Welcome to JAR Hell

Part 1: A neophyte's guide to compilation, classpaths, and library management on the JVM

04 Apr 2021

The JVM is a big tent. Maybe you’re a seasoned veteran who’s lived through everything from Applets to J2EE. Or maybe you’re a weirdo who came in through Clojure, only to find that love for parentheses and immutable data structures was a slippery slope into Classpath troubleshooting (🙋).

This article is targeted at the latter group, and aims to provide a crash course in JVM app packaging for newcomers to the platform. We’ll cover compilation basics, the Classpath, JARs, pom.xml, and the Maven dependency model. This is less about accomplishing specific build tasks and more about developing a mental model for how code gets packaged and distributed on the JVM.

This is Part 1 in a series, so stay tuned for Part 2, which will cover deployment strategies for JVM applications, and Part 3, which will look at the many ways your Classpath can get screwy in larger projects.

Java and the JVM Class Model

As you may recall from “Java 101”, Java code runs on the Java Virtual Machine. These days, the JVM has evolved into a powerful polyglot runtime that hosts a variety of non-Java languages. But it was originally created expressly for the purpose of running Java, and the 2 share a lot of common design choices.

On the JVM, as in Java, everything is a class, and the fundamental unit of code for the JVM is a .class file. The JVM can’t run .java (or any other language) source files directly – they must first be turned into .class files by a compiler.

A Classfile contains a binary representation of a class, following a structure defined by the JVM Spec. It includes slots for Class-y things like constructors, constants, fields, and methods.

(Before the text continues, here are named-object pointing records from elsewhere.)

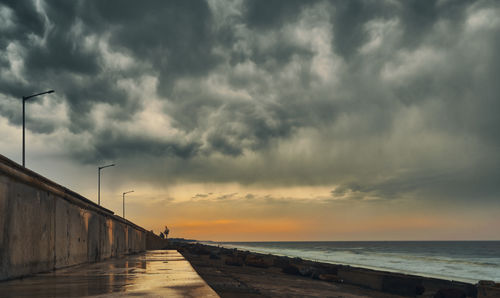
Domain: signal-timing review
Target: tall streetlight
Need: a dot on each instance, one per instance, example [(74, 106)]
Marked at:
[(99, 182), (24, 103), (124, 201)]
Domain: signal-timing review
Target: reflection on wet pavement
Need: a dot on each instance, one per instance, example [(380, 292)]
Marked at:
[(159, 273)]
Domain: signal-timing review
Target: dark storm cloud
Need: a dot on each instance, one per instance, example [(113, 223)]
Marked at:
[(380, 98)]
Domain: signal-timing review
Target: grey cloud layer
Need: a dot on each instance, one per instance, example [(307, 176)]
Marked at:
[(381, 98)]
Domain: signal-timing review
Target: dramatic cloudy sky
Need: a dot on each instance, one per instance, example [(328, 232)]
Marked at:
[(264, 120)]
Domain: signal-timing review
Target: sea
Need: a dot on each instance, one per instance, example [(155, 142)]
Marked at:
[(467, 261)]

Most importantly, it contains our actual code, represented as JVM Bytecode, which describes our program using the JVM’s internal instruction set, analogous to the machine-level instruction set hardwired into your x86 or ARM CPU. The definition of a “Class” can get surprisingly elastic on the JVM, but all code we run ultimately gets funneled through this format.

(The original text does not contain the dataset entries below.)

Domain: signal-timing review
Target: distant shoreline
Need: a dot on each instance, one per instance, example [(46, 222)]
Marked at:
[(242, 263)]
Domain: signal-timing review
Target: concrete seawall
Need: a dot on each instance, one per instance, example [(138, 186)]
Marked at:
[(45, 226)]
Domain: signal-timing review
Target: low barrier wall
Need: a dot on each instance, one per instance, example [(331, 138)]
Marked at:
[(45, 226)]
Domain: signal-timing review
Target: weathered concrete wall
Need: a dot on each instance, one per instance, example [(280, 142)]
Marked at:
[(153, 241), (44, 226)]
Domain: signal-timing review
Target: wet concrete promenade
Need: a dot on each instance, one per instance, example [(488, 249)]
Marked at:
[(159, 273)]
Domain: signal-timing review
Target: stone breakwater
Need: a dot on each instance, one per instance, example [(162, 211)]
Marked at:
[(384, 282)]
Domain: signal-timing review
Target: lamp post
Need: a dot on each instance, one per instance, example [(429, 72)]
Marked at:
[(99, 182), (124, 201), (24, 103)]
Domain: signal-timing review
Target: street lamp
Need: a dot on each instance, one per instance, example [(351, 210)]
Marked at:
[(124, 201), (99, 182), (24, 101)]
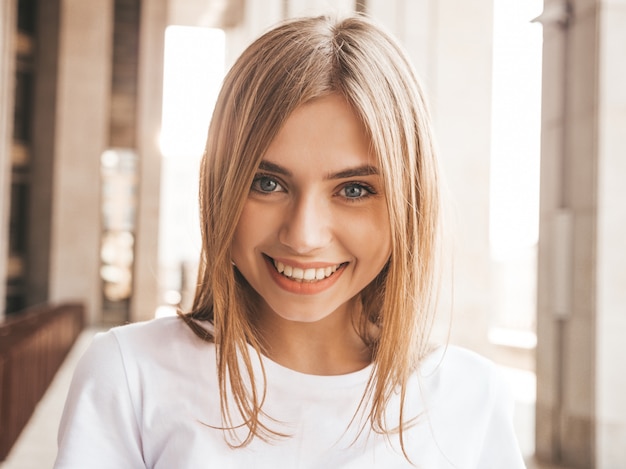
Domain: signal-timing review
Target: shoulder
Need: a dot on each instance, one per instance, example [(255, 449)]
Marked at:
[(463, 379), (157, 341), (469, 406)]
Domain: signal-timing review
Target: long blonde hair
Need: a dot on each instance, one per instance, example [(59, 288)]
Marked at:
[(298, 61)]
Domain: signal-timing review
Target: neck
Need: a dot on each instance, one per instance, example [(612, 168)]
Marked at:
[(330, 346)]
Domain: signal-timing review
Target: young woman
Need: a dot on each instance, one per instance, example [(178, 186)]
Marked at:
[(308, 342)]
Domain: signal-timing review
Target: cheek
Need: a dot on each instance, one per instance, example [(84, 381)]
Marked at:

Java Class? Turned into a .class. Scala Anonymous Function? Given a funny name and turned into a .class. Clojure REPL expressions? Processed by the Clojure compiler and turned into a .class, albeit at runtime, and probably without even writing it to disk.

Of course, this is just scratching the surface of a complex topic full of nuances. For one thing the conventions and state of the art around these things continue to evolve (newer versions of Scala actually don’t generate standalone classes for anonymous functions because they use Java 8’s invokedynamic instead). And for another there are always exceptions (as the Clojure example demonstrates, you can in fact generate Bytecode at runtime rather than including it in a pre-compiled .class file, and this is especially common in dynamic languages like Clojure or JRuby). So we often use the term “Classfile” to describe the JVM’s class model and binary format, even though it doesn’t always require a physical .class file

But, in general, especially if you’re working in a statically compiled language like Java or Scala, most things will get turned into a .class file at compile time. As we’ll see, managing the generation, organization, and interaction of Classfiles is one of the fundamental tasks for JVM build tools and deployment workflows, so keeping them in mind is a useful model to understand how these processes work.

Making Classes

In practice, we usually deal with .class compilation through build tools, but the simplest way to produce one is by invoking javac (or another JVM lang compiler) directly:

// Hello.java
public class Hello {
  public static void main(String[] args) {
    System.out.println("Hello, World!");
  }
}

$ javac Hello.java

$ ls
Hello.class     Hello.java

$ java Hello # run our newly compiled program
Hello, World!

javac compiles our Hello.java source into a corresponding Hello.class. When we run a java command like java Hello, the Hello we’re specifying is actually the name of a Class, and the JVM will execute the code it contains (specifically, starting with its main method).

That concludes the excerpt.